I can feel the seasons changing

and I don’t like it.

Not this time.


I can feel it in the morning air on my arms

urging me to turn back and grab a jacket.

The chill feels too unfamiliar.


I feel it in the gentle creases on my face

that greet me each morning,

the silver sparkles

that are sprouting on my head.

They surprise me every day.


I feel it in the picture of my kids by my bed,

frozen on a day several years ago

that I can hardly remember.


The leaves that fall on the road

stir my imagination

of ghosts and goblins and

the circularity of time.

But I’m not ready for hibernation.


This year I want to hold on

to the carefree frolic of summer,

of breezy dresses and flip-flops,

and days that bleed into night

as the sun refuses to close his eyes

even as the moon begins her evening climb.

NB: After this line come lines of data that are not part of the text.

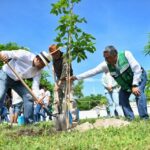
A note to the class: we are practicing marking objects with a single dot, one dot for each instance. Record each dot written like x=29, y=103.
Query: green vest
x=122, y=72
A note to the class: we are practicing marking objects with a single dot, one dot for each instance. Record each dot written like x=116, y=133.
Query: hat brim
x=58, y=49
x=42, y=58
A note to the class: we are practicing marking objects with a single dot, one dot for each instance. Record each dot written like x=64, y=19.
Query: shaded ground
x=101, y=123
x=49, y=129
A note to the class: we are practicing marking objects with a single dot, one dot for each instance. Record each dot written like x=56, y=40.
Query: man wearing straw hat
x=60, y=68
x=28, y=66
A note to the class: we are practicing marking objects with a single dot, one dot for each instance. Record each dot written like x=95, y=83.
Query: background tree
x=147, y=47
x=77, y=88
x=69, y=34
x=10, y=46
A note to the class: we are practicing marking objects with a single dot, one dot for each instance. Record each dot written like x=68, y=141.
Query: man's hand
x=136, y=91
x=40, y=101
x=3, y=58
x=73, y=78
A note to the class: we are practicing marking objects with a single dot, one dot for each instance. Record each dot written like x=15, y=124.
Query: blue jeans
x=4, y=114
x=140, y=100
x=5, y=83
x=113, y=103
x=37, y=113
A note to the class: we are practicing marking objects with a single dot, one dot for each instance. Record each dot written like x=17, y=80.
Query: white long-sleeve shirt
x=102, y=67
x=22, y=62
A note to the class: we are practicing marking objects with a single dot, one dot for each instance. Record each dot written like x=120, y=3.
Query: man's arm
x=102, y=67
x=135, y=66
x=137, y=71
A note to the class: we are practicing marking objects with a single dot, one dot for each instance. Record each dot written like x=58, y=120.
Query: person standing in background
x=112, y=94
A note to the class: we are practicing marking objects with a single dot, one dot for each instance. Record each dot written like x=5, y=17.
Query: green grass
x=135, y=136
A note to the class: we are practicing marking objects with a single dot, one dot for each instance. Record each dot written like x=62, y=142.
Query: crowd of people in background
x=122, y=76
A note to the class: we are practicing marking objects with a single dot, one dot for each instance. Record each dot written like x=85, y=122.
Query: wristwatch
x=134, y=85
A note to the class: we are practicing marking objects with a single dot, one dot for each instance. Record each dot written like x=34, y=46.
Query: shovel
x=63, y=120
x=30, y=91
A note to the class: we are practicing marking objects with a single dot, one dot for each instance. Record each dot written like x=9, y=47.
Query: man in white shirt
x=128, y=73
x=27, y=65
x=16, y=106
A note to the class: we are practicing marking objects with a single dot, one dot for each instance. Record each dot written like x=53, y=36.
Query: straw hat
x=45, y=57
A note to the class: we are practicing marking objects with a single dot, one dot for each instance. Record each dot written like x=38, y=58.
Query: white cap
x=46, y=57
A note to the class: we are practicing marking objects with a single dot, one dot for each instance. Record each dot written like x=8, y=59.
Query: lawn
x=43, y=136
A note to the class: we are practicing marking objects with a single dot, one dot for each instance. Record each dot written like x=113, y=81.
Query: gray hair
x=111, y=50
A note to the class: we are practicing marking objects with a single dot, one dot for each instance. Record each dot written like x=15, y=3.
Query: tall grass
x=135, y=136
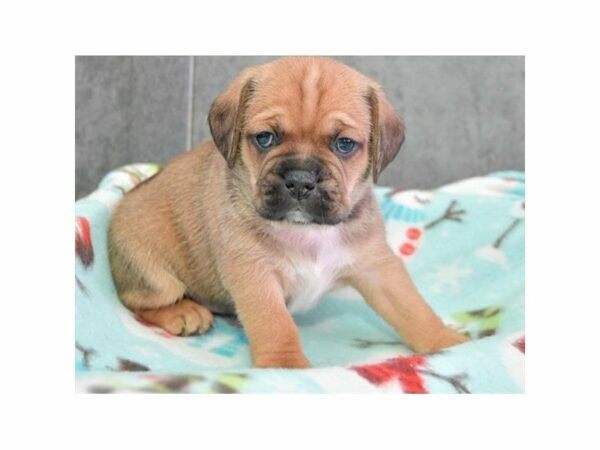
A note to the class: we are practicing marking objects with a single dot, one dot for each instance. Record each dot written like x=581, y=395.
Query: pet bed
x=463, y=243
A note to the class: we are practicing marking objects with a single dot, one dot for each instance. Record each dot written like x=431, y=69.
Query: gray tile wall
x=464, y=114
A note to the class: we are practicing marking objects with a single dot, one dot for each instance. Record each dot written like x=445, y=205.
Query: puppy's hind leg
x=164, y=305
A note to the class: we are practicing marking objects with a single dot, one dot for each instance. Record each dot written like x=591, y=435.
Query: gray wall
x=464, y=114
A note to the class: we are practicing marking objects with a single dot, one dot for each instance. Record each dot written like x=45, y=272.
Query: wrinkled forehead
x=310, y=100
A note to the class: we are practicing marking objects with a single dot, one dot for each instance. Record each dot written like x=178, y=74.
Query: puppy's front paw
x=281, y=361
x=184, y=318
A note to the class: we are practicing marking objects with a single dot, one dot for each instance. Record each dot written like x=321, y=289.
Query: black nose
x=299, y=183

This year I want to stay in

the in-between.




This year’s in-between is different from the one in this poem from 2015, my summer of Saturday night karaoke on the patio of a Greek restaurant called Santorini. Still, I’ve had such a strong resonance with the poem lately in a way I hadn’t been able to articulate. Then, a couple week’s ago I shared poems with friends Nico Cary and Orlando Villarraga on Dr. Dan Siegel’s weekly webcast. A line in one of Nico’s poems has haunted me ever since:


“i miss what I did not know i needed to remember i would miss.”


These lines have echoed through me, first in Nico’s voice, then my own, stirring some deep well of grief. Even though I had so much to do this week, I slowed down to allow the feelings to surface.

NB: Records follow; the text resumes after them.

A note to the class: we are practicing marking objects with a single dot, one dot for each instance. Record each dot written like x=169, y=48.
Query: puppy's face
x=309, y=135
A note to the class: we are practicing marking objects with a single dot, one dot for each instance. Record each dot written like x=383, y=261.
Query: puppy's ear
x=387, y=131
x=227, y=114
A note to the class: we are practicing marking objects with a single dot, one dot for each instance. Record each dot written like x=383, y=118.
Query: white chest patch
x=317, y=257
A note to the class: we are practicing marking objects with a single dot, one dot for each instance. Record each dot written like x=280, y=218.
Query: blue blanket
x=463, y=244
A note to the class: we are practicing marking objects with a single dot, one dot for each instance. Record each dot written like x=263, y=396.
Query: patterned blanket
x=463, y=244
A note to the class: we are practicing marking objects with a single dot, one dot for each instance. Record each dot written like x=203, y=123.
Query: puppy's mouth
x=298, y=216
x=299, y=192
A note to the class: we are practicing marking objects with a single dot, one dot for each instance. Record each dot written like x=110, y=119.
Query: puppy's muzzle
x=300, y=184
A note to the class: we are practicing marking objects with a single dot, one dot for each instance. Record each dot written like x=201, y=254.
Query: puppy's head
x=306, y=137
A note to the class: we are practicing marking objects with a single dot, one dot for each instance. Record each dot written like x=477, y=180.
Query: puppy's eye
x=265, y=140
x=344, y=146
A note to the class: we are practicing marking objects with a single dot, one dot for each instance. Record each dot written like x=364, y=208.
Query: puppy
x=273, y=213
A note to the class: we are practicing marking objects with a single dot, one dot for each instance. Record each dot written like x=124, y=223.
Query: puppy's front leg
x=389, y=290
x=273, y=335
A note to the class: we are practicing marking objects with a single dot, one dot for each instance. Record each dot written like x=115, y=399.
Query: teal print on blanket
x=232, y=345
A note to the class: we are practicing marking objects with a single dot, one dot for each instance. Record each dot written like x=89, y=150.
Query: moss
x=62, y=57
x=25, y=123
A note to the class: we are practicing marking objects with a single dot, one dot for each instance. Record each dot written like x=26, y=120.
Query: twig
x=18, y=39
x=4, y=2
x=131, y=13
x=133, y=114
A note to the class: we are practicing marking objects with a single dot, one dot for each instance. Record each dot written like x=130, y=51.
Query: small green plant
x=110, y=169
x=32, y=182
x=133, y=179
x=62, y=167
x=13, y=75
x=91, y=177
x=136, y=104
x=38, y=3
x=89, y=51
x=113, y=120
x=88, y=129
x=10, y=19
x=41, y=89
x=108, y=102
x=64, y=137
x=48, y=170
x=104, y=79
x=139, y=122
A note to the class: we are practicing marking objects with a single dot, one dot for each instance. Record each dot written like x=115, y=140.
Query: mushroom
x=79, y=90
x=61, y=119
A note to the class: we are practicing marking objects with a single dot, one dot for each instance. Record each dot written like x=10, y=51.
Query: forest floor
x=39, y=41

“i miss what I did not know i needed to remember i would miss.”


I thought about making a list of all the people, places, and activities I miss. But the missing is deeper than that and less tangible. Perhaps it's carefreeness I wrote about in the poem, the moments I took for granted, or the rushing to get somewhere instead of staying a little longer where I was. Maybe what I miss is the illusion that I understood the world and my place in it, the imagined certainty of what comes next. In the great spiral of time, I don’t know what this in-between really is.


As I sat outside to write and reflect on Nico’s words, I heard a squawking from the trees off my deck. I looked up and saw a hawk. The hawk took flight across the canyon and then several smaller birds started flying after the hawk. My first thought was, Why are the little birds chasing the big bird? And then I realized, they are not chasing the hawk; they are learning to fly.


May we all find the courage to test our fledgling wings in this in-between.